|Paris, 13th July 2016
The bleak OECD Agricultural Outlook 2016-2025 shows that the current CAP is no longer appropriate!
“The period of high agricultural prices is probably coming to an end” this is the main message put forward by the OECD and FAO early July in the annual report, “Agricultural Outlook 2016-2025” which concentrates on the evolution of agricultural markets.
“The [...] factors behind this trend are the strong increase in supply over several years, the decline in demand due to the global economic crisis, the decline in oil prices and the continued accumulation of stocks […]”.
This is a major break from the discourse on which the Commission has based its guidelines for the CAP for the past 10 years which consists in believing the prospect of 9 billion mouths to feed by 2050 will result in higher agricultural prices.
Of course, we can only draw satisfaction from such a change in terms of studies identifying available arable land or the progression in yields that show the extent of the global productive potential. But revising recommendations in terms of agricultural policies still remains to be done!
But the new report says nothing of the end of the commodity “super cycle”, confirming that low prices are not identified as a problem.
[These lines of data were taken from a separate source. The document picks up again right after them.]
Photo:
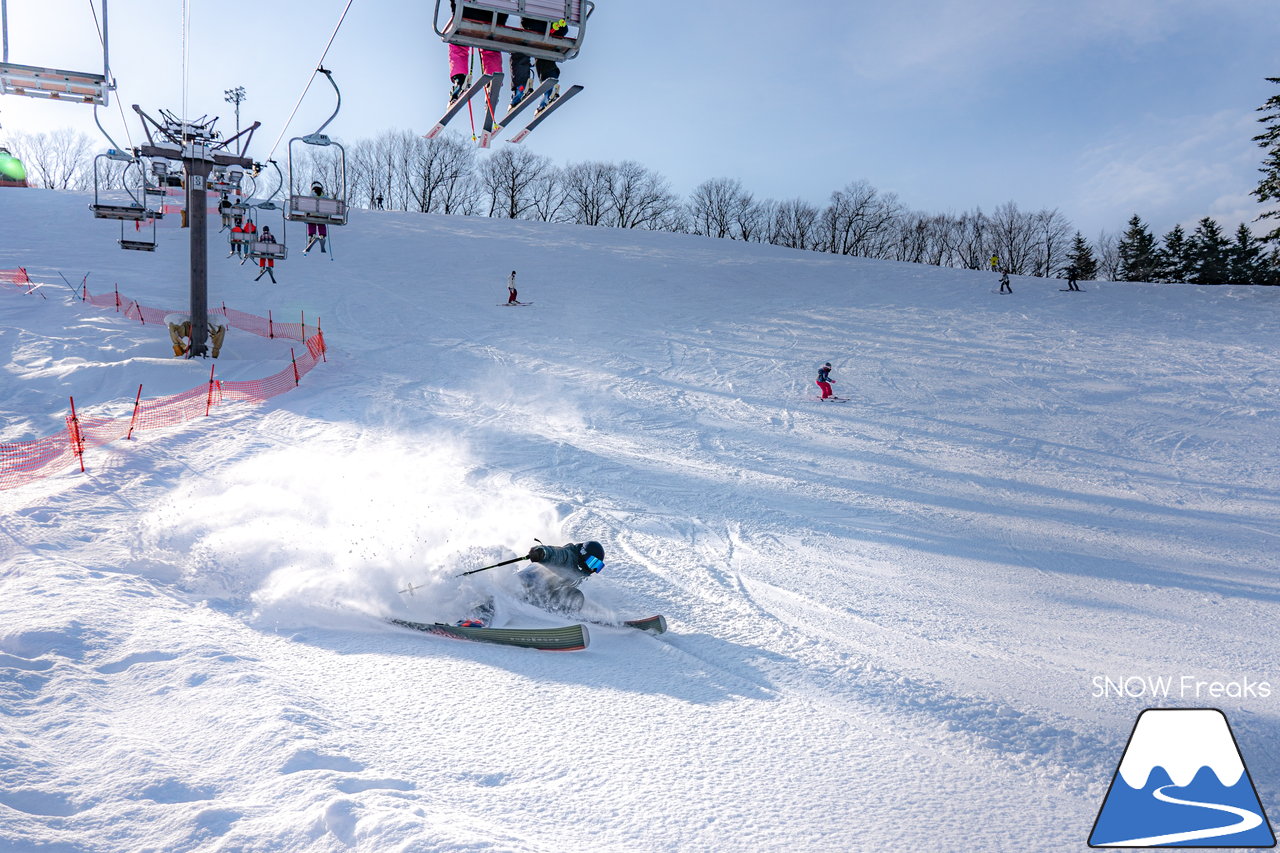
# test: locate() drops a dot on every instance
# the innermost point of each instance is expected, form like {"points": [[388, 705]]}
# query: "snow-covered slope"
{"points": [[888, 617]]}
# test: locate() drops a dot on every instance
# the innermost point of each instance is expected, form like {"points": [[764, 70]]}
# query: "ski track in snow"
{"points": [[885, 616]]}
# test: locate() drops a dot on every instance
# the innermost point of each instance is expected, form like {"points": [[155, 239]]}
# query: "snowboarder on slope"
{"points": [[824, 381], [1072, 276], [557, 573]]}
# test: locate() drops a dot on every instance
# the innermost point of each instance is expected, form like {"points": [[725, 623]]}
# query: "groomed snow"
{"points": [[887, 616]]}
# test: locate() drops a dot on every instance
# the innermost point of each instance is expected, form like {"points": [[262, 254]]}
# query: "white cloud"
{"points": [[1160, 167]]}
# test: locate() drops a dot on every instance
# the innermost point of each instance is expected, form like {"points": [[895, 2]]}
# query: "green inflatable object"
{"points": [[10, 167]]}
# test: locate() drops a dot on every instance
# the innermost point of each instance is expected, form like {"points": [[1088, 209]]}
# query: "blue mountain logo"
{"points": [[1182, 783]]}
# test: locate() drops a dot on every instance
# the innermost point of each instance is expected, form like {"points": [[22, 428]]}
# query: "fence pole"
{"points": [[133, 420], [77, 439], [209, 401]]}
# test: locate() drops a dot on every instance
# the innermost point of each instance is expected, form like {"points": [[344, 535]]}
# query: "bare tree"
{"points": [[588, 190], [859, 220], [508, 181], [1052, 242], [444, 174], [717, 206], [639, 197], [56, 159], [795, 224], [1013, 238]]}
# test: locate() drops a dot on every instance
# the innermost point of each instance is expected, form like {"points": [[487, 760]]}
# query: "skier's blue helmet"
{"points": [[590, 556]]}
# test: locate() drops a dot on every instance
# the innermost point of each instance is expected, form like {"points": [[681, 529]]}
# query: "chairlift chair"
{"points": [[138, 243], [53, 83], [320, 210], [488, 24], [225, 179], [135, 211], [259, 249]]}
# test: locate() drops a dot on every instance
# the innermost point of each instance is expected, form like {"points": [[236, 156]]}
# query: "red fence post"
{"points": [[209, 401], [135, 419], [77, 439]]}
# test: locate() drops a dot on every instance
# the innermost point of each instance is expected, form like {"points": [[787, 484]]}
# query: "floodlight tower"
{"points": [[237, 97], [199, 147]]}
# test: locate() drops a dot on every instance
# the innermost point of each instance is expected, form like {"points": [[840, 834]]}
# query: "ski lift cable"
{"points": [[310, 80], [119, 105], [186, 54]]}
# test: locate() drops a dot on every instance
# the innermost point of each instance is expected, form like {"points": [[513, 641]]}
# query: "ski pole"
{"points": [[504, 562]]}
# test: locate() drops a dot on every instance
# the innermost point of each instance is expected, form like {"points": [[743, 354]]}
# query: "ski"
{"points": [[456, 106], [515, 110], [490, 99], [543, 113], [570, 638], [650, 625]]}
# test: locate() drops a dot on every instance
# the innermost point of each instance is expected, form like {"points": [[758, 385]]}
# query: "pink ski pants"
{"points": [[490, 60]]}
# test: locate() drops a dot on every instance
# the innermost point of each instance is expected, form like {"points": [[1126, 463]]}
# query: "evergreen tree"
{"points": [[1248, 263], [1269, 188], [1139, 261], [1210, 254], [1174, 261], [1082, 260]]}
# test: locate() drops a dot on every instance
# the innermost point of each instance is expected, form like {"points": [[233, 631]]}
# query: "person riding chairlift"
{"points": [[316, 231]]}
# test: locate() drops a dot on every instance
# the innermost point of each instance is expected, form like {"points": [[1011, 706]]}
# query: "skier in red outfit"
{"points": [[824, 381]]}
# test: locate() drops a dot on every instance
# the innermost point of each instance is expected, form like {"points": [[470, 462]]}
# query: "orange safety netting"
{"points": [[26, 461]]}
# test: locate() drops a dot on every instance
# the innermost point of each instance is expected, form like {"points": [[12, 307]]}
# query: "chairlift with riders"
{"points": [[315, 208], [548, 28]]}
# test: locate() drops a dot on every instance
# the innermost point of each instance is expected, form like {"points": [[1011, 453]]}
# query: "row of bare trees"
{"points": [[401, 170], [444, 176]]}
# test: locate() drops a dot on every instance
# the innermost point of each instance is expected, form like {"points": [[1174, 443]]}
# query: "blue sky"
{"points": [[1098, 108]]}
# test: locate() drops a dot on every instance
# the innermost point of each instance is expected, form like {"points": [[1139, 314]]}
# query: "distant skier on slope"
{"points": [[824, 381], [557, 573]]}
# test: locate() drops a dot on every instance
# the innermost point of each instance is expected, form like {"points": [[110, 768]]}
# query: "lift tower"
{"points": [[199, 147]]}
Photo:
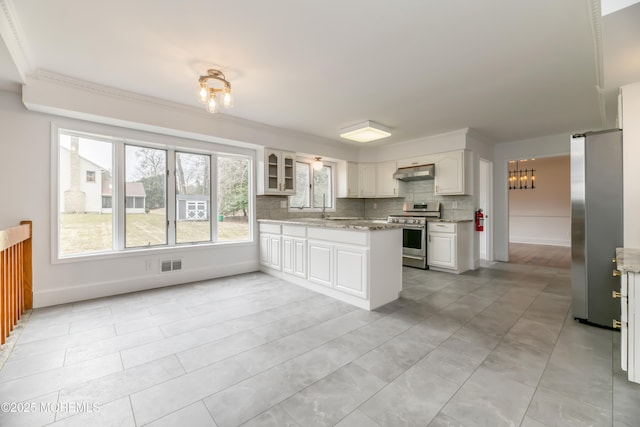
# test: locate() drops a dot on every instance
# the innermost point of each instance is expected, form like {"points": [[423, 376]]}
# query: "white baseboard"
{"points": [[111, 288], [540, 241]]}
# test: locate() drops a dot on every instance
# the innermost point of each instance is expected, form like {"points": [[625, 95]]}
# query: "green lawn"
{"points": [[81, 233]]}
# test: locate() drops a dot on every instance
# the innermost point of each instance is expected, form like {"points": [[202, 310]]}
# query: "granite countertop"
{"points": [[628, 260], [337, 222]]}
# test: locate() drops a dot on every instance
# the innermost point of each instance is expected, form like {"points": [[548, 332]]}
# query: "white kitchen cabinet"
{"points": [[294, 250], [442, 246], [416, 161], [270, 250], [270, 241], [367, 179], [353, 180], [351, 270], [451, 176], [320, 262], [386, 185], [360, 267], [449, 246], [276, 172]]}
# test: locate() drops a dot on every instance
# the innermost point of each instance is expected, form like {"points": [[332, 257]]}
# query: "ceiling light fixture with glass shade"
{"points": [[365, 132], [215, 91]]}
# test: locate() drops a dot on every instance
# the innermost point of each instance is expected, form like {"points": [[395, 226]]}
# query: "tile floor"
{"points": [[493, 347]]}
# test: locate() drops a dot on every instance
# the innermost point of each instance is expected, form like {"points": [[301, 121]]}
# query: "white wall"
{"points": [[543, 215], [26, 192], [630, 168], [552, 145]]}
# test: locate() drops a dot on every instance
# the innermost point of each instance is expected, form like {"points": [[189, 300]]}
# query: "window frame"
{"points": [[313, 208], [119, 137]]}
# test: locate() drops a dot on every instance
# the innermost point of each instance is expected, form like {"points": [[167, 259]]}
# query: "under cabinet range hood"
{"points": [[415, 173]]}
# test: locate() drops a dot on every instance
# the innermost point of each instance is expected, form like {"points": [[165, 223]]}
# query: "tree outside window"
{"points": [[314, 188]]}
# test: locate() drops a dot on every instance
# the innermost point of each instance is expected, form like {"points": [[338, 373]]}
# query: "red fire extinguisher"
{"points": [[479, 220]]}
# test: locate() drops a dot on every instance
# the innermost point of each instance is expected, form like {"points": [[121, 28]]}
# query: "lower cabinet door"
{"points": [[274, 252], [300, 258], [288, 261], [442, 250], [264, 249], [320, 263], [351, 271], [293, 256]]}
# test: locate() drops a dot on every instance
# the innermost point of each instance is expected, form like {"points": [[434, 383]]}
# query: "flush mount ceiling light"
{"points": [[365, 132], [317, 163], [215, 90]]}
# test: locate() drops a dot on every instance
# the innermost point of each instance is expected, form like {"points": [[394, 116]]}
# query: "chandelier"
{"points": [[215, 90], [521, 179]]}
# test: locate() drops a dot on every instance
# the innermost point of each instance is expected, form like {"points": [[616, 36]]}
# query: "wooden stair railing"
{"points": [[16, 294]]}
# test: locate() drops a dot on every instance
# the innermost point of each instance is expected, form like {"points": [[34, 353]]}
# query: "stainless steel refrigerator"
{"points": [[596, 225]]}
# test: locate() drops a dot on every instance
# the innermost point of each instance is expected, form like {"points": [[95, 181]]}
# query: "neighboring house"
{"points": [[134, 199], [87, 188], [192, 207], [80, 188]]}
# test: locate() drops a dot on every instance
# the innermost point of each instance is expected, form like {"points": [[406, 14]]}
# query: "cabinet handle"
{"points": [[616, 324]]}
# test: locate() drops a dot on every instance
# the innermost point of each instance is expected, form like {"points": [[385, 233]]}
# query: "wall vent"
{"points": [[170, 265], [165, 266]]}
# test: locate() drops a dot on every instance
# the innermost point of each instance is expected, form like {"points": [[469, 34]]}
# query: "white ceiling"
{"points": [[511, 70]]}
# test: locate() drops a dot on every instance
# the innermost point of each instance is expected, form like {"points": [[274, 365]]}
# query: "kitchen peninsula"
{"points": [[354, 260]]}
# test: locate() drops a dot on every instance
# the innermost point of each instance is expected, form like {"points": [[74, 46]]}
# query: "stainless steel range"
{"points": [[414, 220]]}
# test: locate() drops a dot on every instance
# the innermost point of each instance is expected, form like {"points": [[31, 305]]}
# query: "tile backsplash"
{"points": [[452, 207]]}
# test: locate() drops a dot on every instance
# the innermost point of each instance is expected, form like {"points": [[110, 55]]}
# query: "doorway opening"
{"points": [[540, 218]]}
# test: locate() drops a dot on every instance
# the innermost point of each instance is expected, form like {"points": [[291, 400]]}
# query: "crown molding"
{"points": [[13, 36], [62, 95], [595, 14]]}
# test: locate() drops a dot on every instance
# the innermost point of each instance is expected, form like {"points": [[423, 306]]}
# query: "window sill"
{"points": [[151, 251]]}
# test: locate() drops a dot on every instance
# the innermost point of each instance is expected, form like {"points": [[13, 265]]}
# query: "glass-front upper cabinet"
{"points": [[276, 172]]}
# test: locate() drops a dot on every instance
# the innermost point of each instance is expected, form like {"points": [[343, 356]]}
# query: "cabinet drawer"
{"points": [[339, 236], [294, 230], [270, 228], [443, 227]]}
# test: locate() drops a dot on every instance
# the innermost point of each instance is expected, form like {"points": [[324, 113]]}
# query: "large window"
{"points": [[314, 187], [193, 196], [146, 195]]}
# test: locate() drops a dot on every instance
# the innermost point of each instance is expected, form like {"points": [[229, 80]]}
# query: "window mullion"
{"points": [[171, 197], [214, 209], [117, 198]]}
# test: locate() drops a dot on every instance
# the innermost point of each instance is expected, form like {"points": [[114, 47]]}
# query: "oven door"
{"points": [[414, 240]]}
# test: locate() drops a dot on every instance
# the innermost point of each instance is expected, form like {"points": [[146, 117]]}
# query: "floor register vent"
{"points": [[170, 265]]}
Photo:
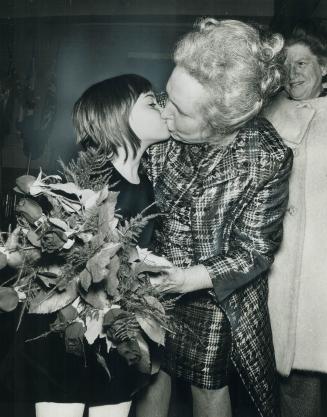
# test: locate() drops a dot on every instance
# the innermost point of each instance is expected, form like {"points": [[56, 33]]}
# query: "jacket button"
{"points": [[291, 210]]}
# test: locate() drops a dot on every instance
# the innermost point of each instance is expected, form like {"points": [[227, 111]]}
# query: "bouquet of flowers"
{"points": [[74, 255]]}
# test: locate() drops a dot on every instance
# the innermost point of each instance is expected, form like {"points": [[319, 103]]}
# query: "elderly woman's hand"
{"points": [[171, 280], [179, 280]]}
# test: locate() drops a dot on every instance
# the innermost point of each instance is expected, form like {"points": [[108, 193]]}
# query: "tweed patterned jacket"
{"points": [[236, 224]]}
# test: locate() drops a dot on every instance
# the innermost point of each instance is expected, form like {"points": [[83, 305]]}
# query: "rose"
{"points": [[24, 183], [74, 338], [8, 299], [53, 239], [29, 209], [130, 350]]}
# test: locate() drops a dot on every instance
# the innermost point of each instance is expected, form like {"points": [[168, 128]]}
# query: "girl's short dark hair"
{"points": [[101, 114]]}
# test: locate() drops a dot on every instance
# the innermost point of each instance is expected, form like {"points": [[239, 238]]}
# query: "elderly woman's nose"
{"points": [[166, 111], [292, 70]]}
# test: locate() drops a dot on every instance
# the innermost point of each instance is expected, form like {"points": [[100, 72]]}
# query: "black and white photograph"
{"points": [[163, 185]]}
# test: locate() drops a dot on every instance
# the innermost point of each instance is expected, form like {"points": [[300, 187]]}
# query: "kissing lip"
{"points": [[296, 83]]}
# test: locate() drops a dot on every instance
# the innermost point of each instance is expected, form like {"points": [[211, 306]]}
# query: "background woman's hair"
{"points": [[239, 65], [312, 35], [101, 114]]}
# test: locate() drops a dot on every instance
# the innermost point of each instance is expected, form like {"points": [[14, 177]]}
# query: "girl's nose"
{"points": [[166, 111]]}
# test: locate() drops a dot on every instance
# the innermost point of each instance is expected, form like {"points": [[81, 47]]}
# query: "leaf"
{"points": [[68, 188], [89, 198], [111, 281], [151, 259], [94, 327], [69, 206], [107, 221], [144, 364], [85, 279], [152, 329], [96, 269], [44, 304], [67, 314], [8, 299], [48, 278], [140, 267], [34, 238], [96, 297], [3, 260], [59, 223], [68, 244]]}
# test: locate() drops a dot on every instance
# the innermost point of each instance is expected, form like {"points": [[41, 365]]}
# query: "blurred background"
{"points": [[52, 50]]}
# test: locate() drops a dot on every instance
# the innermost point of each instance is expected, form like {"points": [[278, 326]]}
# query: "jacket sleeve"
{"points": [[255, 237]]}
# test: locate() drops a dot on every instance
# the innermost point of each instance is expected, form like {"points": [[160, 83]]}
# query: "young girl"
{"points": [[121, 117]]}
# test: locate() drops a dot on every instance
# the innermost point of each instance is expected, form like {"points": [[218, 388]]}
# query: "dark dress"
{"points": [[53, 375]]}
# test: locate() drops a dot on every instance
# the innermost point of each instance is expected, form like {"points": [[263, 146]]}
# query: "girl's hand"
{"points": [[181, 281]]}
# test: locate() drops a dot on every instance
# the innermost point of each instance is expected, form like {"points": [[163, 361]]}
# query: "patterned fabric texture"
{"points": [[224, 209], [199, 352]]}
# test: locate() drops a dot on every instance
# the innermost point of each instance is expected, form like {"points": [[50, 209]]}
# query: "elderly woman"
{"points": [[223, 187], [298, 289]]}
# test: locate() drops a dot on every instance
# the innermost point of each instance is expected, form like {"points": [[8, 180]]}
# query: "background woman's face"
{"points": [[304, 73], [145, 119]]}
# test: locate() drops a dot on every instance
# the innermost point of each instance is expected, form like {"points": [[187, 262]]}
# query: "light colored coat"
{"points": [[298, 279]]}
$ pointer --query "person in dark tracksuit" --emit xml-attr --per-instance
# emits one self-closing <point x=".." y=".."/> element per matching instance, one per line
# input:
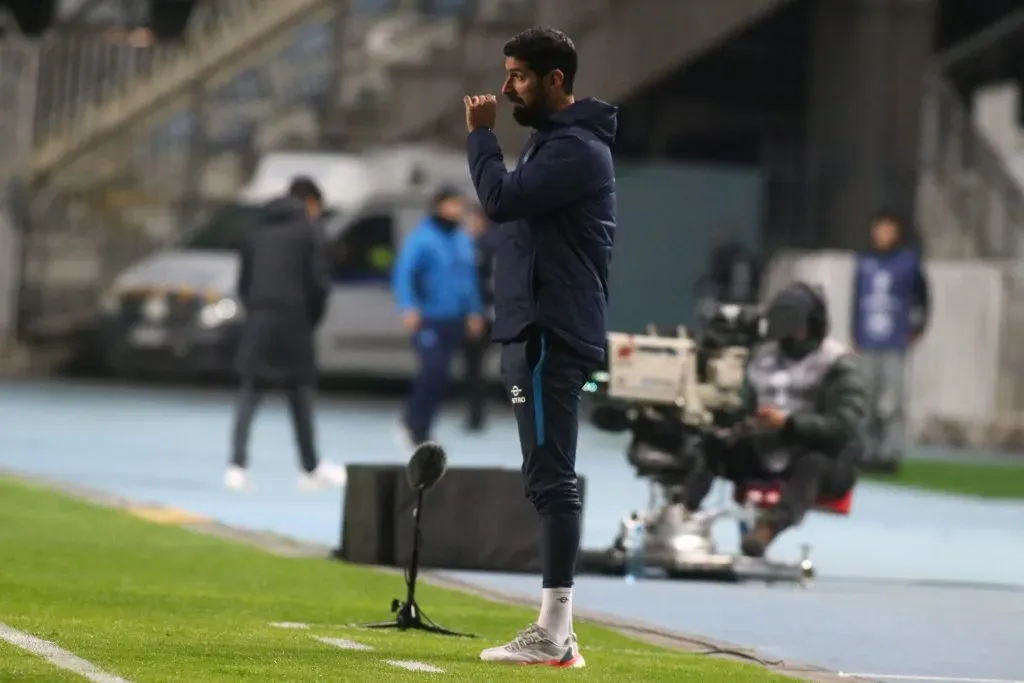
<point x="486" y="239"/>
<point x="283" y="286"/>
<point x="891" y="309"/>
<point x="435" y="288"/>
<point x="551" y="292"/>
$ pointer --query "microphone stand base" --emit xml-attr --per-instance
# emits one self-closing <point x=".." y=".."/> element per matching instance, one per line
<point x="409" y="616"/>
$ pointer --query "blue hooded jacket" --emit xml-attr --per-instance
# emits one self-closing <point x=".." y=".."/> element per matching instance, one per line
<point x="559" y="206"/>
<point x="435" y="273"/>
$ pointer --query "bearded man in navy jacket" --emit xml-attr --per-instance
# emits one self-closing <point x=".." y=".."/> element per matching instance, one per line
<point x="551" y="291"/>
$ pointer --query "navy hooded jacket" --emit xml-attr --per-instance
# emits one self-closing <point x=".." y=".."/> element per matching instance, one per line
<point x="559" y="210"/>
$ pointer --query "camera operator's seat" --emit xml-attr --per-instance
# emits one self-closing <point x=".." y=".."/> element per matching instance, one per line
<point x="763" y="495"/>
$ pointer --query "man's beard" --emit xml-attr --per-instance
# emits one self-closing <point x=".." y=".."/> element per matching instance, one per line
<point x="529" y="116"/>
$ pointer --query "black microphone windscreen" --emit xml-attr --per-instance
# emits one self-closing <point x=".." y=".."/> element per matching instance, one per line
<point x="427" y="466"/>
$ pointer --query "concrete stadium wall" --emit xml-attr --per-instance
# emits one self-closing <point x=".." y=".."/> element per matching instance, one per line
<point x="965" y="378"/>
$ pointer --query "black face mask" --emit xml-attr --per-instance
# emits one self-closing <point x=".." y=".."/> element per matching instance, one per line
<point x="445" y="224"/>
<point x="795" y="349"/>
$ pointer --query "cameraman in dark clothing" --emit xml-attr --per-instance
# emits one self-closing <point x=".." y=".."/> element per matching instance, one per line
<point x="808" y="396"/>
<point x="284" y="286"/>
<point x="486" y="239"/>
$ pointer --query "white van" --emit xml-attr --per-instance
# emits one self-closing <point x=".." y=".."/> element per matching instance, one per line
<point x="176" y="310"/>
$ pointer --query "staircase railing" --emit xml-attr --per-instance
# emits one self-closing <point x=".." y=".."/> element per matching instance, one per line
<point x="962" y="169"/>
<point x="982" y="193"/>
<point x="226" y="35"/>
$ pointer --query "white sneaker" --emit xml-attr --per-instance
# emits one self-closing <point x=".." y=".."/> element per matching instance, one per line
<point x="537" y="646"/>
<point x="327" y="475"/>
<point x="236" y="478"/>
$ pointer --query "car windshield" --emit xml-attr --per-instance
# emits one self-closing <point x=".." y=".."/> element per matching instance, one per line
<point x="225" y="229"/>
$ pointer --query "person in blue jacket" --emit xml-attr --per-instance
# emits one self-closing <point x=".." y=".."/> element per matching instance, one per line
<point x="436" y="291"/>
<point x="551" y="293"/>
<point x="890" y="312"/>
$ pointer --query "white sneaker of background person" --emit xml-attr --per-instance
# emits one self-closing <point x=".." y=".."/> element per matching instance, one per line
<point x="327" y="475"/>
<point x="236" y="478"/>
<point x="538" y="646"/>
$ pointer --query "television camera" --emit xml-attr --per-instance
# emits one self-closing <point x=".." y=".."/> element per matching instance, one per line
<point x="670" y="391"/>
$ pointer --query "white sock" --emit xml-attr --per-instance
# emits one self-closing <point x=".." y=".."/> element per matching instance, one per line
<point x="556" y="612"/>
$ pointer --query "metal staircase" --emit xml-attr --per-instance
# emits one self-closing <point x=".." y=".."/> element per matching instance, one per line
<point x="89" y="146"/>
<point x="970" y="204"/>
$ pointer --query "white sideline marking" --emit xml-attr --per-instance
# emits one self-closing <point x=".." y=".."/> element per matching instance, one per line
<point x="929" y="679"/>
<point x="415" y="666"/>
<point x="56" y="655"/>
<point x="345" y="644"/>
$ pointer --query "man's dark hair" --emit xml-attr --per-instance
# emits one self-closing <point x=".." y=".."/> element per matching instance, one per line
<point x="305" y="188"/>
<point x="545" y="50"/>
<point x="889" y="215"/>
<point x="445" y="193"/>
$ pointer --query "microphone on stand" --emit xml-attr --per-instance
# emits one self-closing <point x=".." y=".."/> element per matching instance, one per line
<point x="424" y="470"/>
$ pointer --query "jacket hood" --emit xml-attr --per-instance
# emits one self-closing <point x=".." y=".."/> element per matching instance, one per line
<point x="594" y="115"/>
<point x="285" y="209"/>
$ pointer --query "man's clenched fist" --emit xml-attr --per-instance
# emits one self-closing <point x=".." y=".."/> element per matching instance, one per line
<point x="481" y="112"/>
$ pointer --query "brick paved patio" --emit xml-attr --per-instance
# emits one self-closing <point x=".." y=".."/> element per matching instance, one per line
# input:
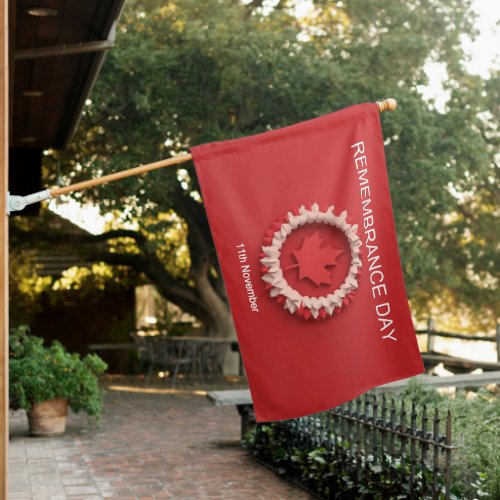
<point x="150" y="445"/>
Worse, agricultural policy recommendations remain unchanged: i.e. increase production... then enter a period of overproduction!
The OECD also continues to anticipate stable prices by 2025, because their predictive model, based on the assumption of market balance, can only predict the evolution of stable prices! And for good reason: there are no major sources of agricultural market instability represented within it: expectations are rational (producers know the price of their crop at planting), everything immediately adjusts (there no fixed costs) and the level of stocks play no role in price formation!
As farmers increasingly have to face uncertain markets, one thing is certain: the CAP is definitely no longer suited to the economic context since the food and financial crises of 2007/2008.